In the tea planting areas that are mainly used for green tea production, tea green leafhopper (GL) and anthracnose (AH) are the most frequent leaf disease and pest during the period of May–June. During the same period, the tea gardens are also susceptible to the damage of leaf sunburn (BR). This study focuses on the detection of three aforementioned tea plant stresses that can occur simultaneously in the tea garden that have similar symptoms. The core motivation is to propose an intelligent detection method of tea plant stresses on canopy level that is able to facilitate non-destructive high-throughput field scouting. The major contributions of this work are as follows:

1. An image acquisition of tea plant diseases and pests including GL, AH, and BR is performed to form a dataset for multi-scale recognition.

2. A canopy-level scab detection and segmentation strategy that synergizes deep learning and image processing is proposed.

3. A specified Faster RCNN algorithm is proposed and compared with YOLO v3 for tea stresses detection.

4. A new feature, the RGReLU, is proposed and used in stresses segmentation, which thus constituted a light-weighting strategy, and compared with other features based on RGB and HSI color space.

5. The feasibility of transferring the established canopy level model to the UAV images is verified, which indicated a promising capability in automatic scouting and detecting of diseases, pests, and other stresses in tea gardens.

Experiments and Methods

Data Collection

The tea leaf samples of GL, AH, and BR are collected from the experimental tea gardens of the Chinese Academy of Agricultural Sciences, Hangzhou, Zhejiang, China. The symptom of these three types of stresses is similar, i.e., irregularly shaped reddish-brown areas. However, as the control strategies are quite different, the confusion among them may lead to serious consequences. In this work, the RGB images of tea plant stresses are captured using MI 6 smartphone camera (Sony, with resolution of 4,032 × 3,016) and iPhone XR smartphone camera (Sony, with a resolution of 4,032 × 3,024) in the fields. Since the tea plant stress area is too small in the image, this study firstly crops the original image during preprocessing, as presented in Figure 1. The number of stressed RGB images obtained in this work are 122 (AH), 151 (GL), and 198 (BR). After cropping, 2,375 images containing lesions are screened and retained, of which 681 are AH, 1042 are GL, and 652 are BR, as presented in Table 1. The dataset, i.e., TEAIMAGE, is divided into training, validation, and test sets according to the ratio of 7:2:1.

FIGURE 1

Figure 1. The RGB image of tea plant stresses.

TABLE 1

Table 1. The RGB image information regarding tea plant stresses.
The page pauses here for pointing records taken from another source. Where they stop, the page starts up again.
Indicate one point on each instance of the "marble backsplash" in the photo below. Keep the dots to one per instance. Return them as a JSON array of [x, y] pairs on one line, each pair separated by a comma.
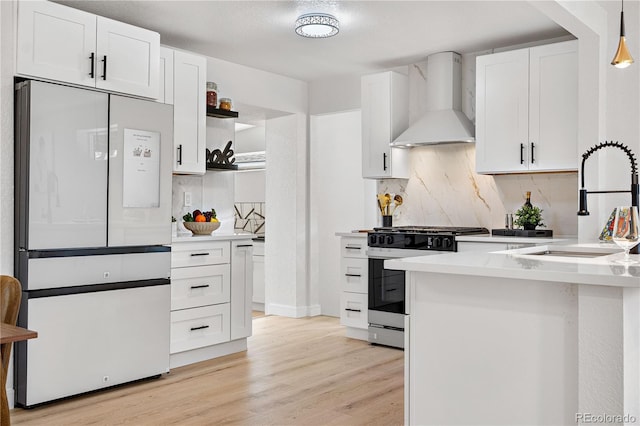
[[444, 190]]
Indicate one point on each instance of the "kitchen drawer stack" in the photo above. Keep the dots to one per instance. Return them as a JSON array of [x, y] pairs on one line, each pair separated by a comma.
[[354, 278], [211, 290]]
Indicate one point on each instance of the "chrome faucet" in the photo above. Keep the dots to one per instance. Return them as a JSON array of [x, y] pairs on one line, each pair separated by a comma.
[[634, 178]]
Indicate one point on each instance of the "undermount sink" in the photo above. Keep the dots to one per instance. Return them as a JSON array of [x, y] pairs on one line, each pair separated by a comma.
[[567, 253]]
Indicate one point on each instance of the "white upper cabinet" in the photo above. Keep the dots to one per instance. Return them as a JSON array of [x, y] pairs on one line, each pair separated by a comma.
[[385, 114], [128, 58], [189, 113], [527, 110], [165, 76], [60, 43]]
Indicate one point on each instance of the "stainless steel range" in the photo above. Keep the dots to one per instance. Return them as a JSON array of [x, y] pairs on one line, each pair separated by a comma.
[[387, 287]]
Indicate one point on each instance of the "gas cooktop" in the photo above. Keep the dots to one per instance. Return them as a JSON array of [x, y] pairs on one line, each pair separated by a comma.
[[437, 238], [443, 230]]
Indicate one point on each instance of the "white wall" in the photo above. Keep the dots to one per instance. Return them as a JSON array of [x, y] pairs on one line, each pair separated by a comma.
[[338, 198]]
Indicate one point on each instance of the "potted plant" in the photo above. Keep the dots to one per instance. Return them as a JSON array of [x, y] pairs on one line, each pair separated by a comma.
[[528, 217]]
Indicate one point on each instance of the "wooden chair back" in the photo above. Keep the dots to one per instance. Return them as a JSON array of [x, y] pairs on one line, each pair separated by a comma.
[[10, 295]]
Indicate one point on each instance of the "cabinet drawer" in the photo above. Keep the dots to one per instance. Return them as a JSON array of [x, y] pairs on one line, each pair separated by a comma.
[[353, 247], [199, 327], [200, 286], [354, 274], [353, 310], [200, 253]]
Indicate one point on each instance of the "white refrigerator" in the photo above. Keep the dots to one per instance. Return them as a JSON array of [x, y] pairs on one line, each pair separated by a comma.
[[92, 239]]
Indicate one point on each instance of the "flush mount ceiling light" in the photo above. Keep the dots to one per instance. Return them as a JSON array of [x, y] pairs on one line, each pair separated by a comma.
[[317, 25], [623, 58]]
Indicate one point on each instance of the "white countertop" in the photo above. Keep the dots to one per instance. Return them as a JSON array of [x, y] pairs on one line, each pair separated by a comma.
[[189, 238], [519, 264]]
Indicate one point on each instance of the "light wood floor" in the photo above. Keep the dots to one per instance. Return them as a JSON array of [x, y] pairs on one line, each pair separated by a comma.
[[295, 372]]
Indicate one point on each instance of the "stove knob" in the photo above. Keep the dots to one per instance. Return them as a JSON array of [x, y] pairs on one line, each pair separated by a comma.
[[447, 242], [437, 242]]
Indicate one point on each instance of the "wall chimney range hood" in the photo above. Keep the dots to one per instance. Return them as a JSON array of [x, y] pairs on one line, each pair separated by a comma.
[[444, 121]]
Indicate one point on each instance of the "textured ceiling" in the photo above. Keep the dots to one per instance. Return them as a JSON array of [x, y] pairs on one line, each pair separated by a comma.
[[374, 35]]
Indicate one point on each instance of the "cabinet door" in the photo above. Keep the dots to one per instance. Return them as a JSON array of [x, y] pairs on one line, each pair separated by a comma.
[[502, 112], [384, 117], [55, 42], [553, 107], [128, 58], [165, 77], [241, 288], [189, 113]]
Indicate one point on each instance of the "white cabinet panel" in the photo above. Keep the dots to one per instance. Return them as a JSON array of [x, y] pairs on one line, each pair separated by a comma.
[[200, 253], [60, 43], [353, 311], [200, 286], [241, 288], [129, 58], [354, 275], [527, 110], [189, 101], [385, 115], [67, 205], [55, 42], [199, 327], [165, 76]]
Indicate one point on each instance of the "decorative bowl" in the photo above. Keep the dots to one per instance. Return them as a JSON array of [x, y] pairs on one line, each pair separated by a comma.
[[201, 228]]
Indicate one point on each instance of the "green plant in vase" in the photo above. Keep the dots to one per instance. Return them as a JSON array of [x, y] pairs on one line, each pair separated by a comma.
[[528, 217]]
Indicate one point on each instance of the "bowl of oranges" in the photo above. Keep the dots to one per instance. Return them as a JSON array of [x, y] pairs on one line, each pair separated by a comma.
[[201, 223]]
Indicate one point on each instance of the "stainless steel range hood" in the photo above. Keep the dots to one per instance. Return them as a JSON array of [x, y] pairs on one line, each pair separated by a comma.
[[444, 121]]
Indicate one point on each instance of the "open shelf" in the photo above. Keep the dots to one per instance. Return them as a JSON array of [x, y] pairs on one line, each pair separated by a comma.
[[221, 113]]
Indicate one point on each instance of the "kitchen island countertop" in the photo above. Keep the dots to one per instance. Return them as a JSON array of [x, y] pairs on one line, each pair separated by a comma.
[[519, 264]]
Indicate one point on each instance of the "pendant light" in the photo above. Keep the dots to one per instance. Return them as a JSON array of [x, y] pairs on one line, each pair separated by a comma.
[[623, 58]]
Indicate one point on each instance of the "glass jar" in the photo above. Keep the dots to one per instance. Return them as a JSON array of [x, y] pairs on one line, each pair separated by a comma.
[[225, 103], [212, 94]]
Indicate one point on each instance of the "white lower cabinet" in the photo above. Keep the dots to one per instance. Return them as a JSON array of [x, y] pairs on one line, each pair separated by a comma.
[[199, 327], [354, 283], [211, 286]]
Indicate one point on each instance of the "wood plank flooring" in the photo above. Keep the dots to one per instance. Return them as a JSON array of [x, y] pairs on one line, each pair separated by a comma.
[[295, 372]]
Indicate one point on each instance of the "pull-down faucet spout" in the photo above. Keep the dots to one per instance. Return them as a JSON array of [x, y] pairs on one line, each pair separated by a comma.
[[634, 176]]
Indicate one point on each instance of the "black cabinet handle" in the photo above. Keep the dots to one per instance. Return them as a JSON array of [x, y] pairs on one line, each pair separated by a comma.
[[533, 147], [199, 286], [92, 58], [104, 70]]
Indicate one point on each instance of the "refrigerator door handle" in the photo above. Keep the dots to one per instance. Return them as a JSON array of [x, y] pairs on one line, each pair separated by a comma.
[[104, 69]]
Construction of a Stepwise Segmentation Method for Tea Plant Stress at the Canopy Scale

In this work, a stepwise segmentation method of tea plant stresses is proposed by combining the object detection algorithm based on deep learning and image segmentation algorithm, as presented in Figure 2. In complicated real-world scenarios, the shape and size of the scabs are different among images. First, the object detection algorithm estimates the location of the scab. Then, the image processing technique is used to achieve fine segmentation of the scab area. This stepwise strategy effectively reduces the complexity of tea plant stress segmentation in practical scenarios. According to this strategy, the scab position in the image is first located, and the stress type is determined. Second, the scab images from the detected regions are extracted and used as the input data of subsequent lesion segmentation module. Finally, the image is binarized to achieve fine scab segmentation using Otsu’s method. This stepwise strategy enables automatic detection and severity assessment of tea plant diseases, pests, and other stresses at the canopy level.

FIGURE 2

Figure 2. The workflow of the proposed method for detecting tea plant stresses at canopy level.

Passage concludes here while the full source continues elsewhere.